The openly gay skier took to social media to post a really wonderful message as he puts his Olympic competition career in the rearview mirror.

“Being here now, out and proud and living my life authentically, I’m walking away more fulfilled without a medal than I did at the last Games with one,” he wrote. You can find his entire statement on Twitter.

Kenworthy won a medal in Men’s Ski Slopestyle at the Sochi Winter Olympics in 2014.

It’s been apparent the entire Olympic Games how much being part of the LGBTQ community means to Kenworthy. He has waved a rainbow flag whenever possible, supported fellow gay Olympian Adam Rippon, taken a certain anti-LGBTQ politician to task, and kissed his boyfriend on national TV.

His detractors will say that Kenworthy’s last-place finish in the finals was a result of distracting himself by kissing his boyfriend before the finals.

Of course it’s complete idiocy. Kenworthy has kissed his boyfriend a thousand times. While we, sitting in our living rooms in the United States, were beautifully distracted by it, for Kenworthy it was a run-of-the-mill kiss.

Instead, Kenworthy showed incredible fortitude — the fortitude of LGBTQ people — in competing with a broken thumb and a hematoma. That’s dedication and determination.

Besides, he finished seventh in the qualifiers after the kiss, so it didn’t exactly torpedo his chances.
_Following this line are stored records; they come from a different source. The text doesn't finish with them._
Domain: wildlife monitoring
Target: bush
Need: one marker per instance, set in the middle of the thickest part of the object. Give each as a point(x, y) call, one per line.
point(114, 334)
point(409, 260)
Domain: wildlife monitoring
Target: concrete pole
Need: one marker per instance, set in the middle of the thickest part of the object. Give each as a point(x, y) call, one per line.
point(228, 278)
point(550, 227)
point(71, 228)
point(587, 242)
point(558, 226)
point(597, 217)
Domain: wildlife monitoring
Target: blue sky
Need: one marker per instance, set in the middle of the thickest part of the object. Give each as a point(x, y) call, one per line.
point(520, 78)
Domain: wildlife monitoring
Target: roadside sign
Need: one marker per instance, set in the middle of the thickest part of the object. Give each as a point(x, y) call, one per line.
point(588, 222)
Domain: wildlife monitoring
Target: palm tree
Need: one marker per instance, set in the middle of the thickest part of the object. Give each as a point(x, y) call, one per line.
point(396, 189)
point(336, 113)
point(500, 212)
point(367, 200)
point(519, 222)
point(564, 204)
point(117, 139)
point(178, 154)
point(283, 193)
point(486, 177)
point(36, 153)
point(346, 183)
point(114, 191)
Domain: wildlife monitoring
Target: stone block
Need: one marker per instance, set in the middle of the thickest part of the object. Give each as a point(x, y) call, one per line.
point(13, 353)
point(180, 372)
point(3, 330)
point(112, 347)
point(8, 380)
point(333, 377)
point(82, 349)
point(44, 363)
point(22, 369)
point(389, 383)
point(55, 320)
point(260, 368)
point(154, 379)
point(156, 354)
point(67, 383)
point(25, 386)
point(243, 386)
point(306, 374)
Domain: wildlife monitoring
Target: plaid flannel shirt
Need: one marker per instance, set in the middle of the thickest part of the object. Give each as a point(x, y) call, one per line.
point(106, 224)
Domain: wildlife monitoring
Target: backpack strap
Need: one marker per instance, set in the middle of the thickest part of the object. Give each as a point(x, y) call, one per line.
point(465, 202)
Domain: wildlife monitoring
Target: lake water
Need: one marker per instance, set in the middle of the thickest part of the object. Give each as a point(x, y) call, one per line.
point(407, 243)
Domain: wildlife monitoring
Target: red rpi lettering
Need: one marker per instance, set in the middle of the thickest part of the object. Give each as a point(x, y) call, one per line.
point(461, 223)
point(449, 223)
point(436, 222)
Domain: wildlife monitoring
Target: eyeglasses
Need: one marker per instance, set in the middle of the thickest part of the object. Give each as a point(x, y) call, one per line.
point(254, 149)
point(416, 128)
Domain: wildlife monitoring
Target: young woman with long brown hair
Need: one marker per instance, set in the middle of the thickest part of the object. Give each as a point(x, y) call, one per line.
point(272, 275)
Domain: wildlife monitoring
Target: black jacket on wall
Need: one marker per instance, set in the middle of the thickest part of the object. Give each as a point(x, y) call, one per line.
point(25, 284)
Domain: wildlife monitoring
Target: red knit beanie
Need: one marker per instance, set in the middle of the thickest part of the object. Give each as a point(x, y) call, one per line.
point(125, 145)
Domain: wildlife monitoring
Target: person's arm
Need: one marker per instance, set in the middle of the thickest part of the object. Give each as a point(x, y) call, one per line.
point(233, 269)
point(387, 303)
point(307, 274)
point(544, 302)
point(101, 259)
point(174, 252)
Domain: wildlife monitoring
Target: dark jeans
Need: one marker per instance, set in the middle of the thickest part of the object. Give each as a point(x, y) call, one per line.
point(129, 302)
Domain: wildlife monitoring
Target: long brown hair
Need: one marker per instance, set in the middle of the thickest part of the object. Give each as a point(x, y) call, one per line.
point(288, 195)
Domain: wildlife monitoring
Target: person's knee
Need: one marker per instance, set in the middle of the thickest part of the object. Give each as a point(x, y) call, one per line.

Kenworthy’s odds of making it back to an Olympic Games aren’t good. At 26, Kenworthy was already one of the two oldest competitors in the finals. He isn’t getting back here at 30. Retirement is in his sights.

What will he do next? When Outsports caught up with him in 2016, we asked him that very question.

“I like acting. It’s what I want to try to get into after skiing,” he told Outsports. “I’ve done a lot of interviews and stuff on TV, so I’m not really nervous in front of the camera.”

Kenworthy’s visibility has meant so very much to youth in the community across the country and around the world. Whatever he does, we know Kenworthy will have the full support of the LGBTQ community at his back.